Keystroke dynamics does present one significant benefit over other authentication methods: keystrokes can be captured constantly, making situations like someone forcing a person to login into a service by typing his password and then taking over the keyboard easily detectable.

But what about the fact that the way one types changes with the time of day, emotional or physical state?

“The system works with algorithms from artificial intelligence,” explains Dr. Dotzler. “These algorithms learn the different characteristics when a user uses different keyboards. During that learning process, there is a lowering of quality of the method.”

But, there are ways to solve this problem. “You can create a second profile for the user (for the second keyboard),” he says. “Also, if the user brakes an arm, his keystroke dynamics will differ so much that the system must be retrained.
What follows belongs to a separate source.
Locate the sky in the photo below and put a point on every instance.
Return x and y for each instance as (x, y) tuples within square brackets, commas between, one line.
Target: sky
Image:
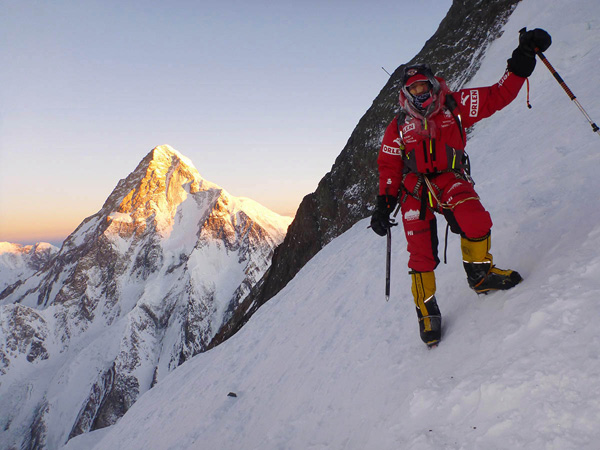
[(262, 96)]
But small injuries are not a problem.”

Conclusion
Every technology has its weak spot. As we recently witnessed, the RSA breach has showed that even proven technologies such as the SecurID tokens can be bypassed and misused if one knows where to look and what to do.

The saved reference patterns needed for KeyTrac to work could probably be stolen somehow, but can they be used to recreate the typing pattern and execute an successful attack? If the technology itself proves effective and begins to be used by many, there is no doubt in my mind that, in time, someone will figure out how to trick it.

In the meantime, a number of e-payment and e-commerce providers have started using KeyTrac. It may be too early to tell if it is the missing piece of the puzzle that will solve the issue of digital identity verification, but it certainly looks promising.